Groups representing black and Latino plaintiffs have reached an agreement with the TUSD that could bring closure to the decades old discrimination lawsuit, the Mexican American Legal Defense and Educational Fund (MALDEF) said Monday. The proposal aims to increase racially and ethnically integrated schools, improve magnet schools and programs to promote integration and educational quality and enhance the racial and ethnic diversity of TUSD's administrators, teachers and staff, among other goals.

If approved, however, the plan would also restore courses on Mexican American history and culture that the TUSD eliminated in January, MALDEF Western Regional Counsel Nancy Ramírez said.

"The restoration and expansion of literature and social studies courses that focus on Mexican American experiences recognizes the important role these courses play in engaging students and improving their academic achievement and graduation rates and is a critical strategy for closing the achievement gap for Latino students," she said.

On January 10, the TUSD’s governing board voted 4 to 1 to abandon its controversial Mexican American Studies courses in order to bring the district into compliance with a new law forbidding classes that advocate the overthrow of the United States, promote racial resentment or emphasize students’ ethnicity rather than their individuality.

The law, HB 2281, specifically targeted the district’s Mexican American studies program, which supporters accused of politicizing students and breeding ethnic resentment.
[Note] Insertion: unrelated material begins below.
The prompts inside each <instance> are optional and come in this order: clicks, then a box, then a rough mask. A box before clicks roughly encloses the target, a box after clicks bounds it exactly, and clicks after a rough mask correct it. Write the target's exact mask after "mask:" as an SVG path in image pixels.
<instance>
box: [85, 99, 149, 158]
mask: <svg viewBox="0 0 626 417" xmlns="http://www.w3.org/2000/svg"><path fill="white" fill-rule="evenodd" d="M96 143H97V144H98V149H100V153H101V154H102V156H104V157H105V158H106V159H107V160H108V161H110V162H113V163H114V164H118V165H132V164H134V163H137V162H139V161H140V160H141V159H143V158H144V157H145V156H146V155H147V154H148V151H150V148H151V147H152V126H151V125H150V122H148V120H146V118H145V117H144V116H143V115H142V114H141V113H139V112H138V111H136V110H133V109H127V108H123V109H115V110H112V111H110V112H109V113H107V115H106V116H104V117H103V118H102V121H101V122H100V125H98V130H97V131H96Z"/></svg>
The district removed seven book titles on Mexican American studies from its classrooms.

Arizona's Superintendent of Schools led the fight against the curricula in TUSD, the biggest school district in southern Arizona with a 60 percent Latino student population, because he said it teaches students to resent Anglos.

In an interview with Fox News Latino earlier this year, Superintendent John Huppenthal said the university system that educated public school teachers is to blame and he expressed interest in taking the curriculum ban to the university level. 

“I think that’s where this toxic thing starts from, the universities,” Huppenthal said.

“To me, the pervasive problem was the lack of balance going on in these classes," he explained. 

In the wake of Tucson’s suspension of its Mexican American Studies program, a web of censorship and confusion has entangled the city’s public schools. While the district has not expressly banned any books, it has implemented a series of restrictions ranging from outright prohibition of some books from classrooms, to new approval requirements for supplemental texts, and vague instructions regarding how texts may be taught.  

So now Latino advocacy groups and state officials await the process for approving the plan announced Monday, while three community forums are being planned to allow parents to voice their opinions.

The comments received about the proposal will be presented before a federal court on Dec. 10; four days later a response must be given to any objections raised against it.

Sylvia Campoy, a teacher and one of the plaintiffs, said they have high hopes that this proposal will transform the TUSD into a school district "open to the community and responsible for the actions it takes."

The lawsuit was filed in May 1974 by the NAACP. Five months later, a group of Hispanics brought a similar suit.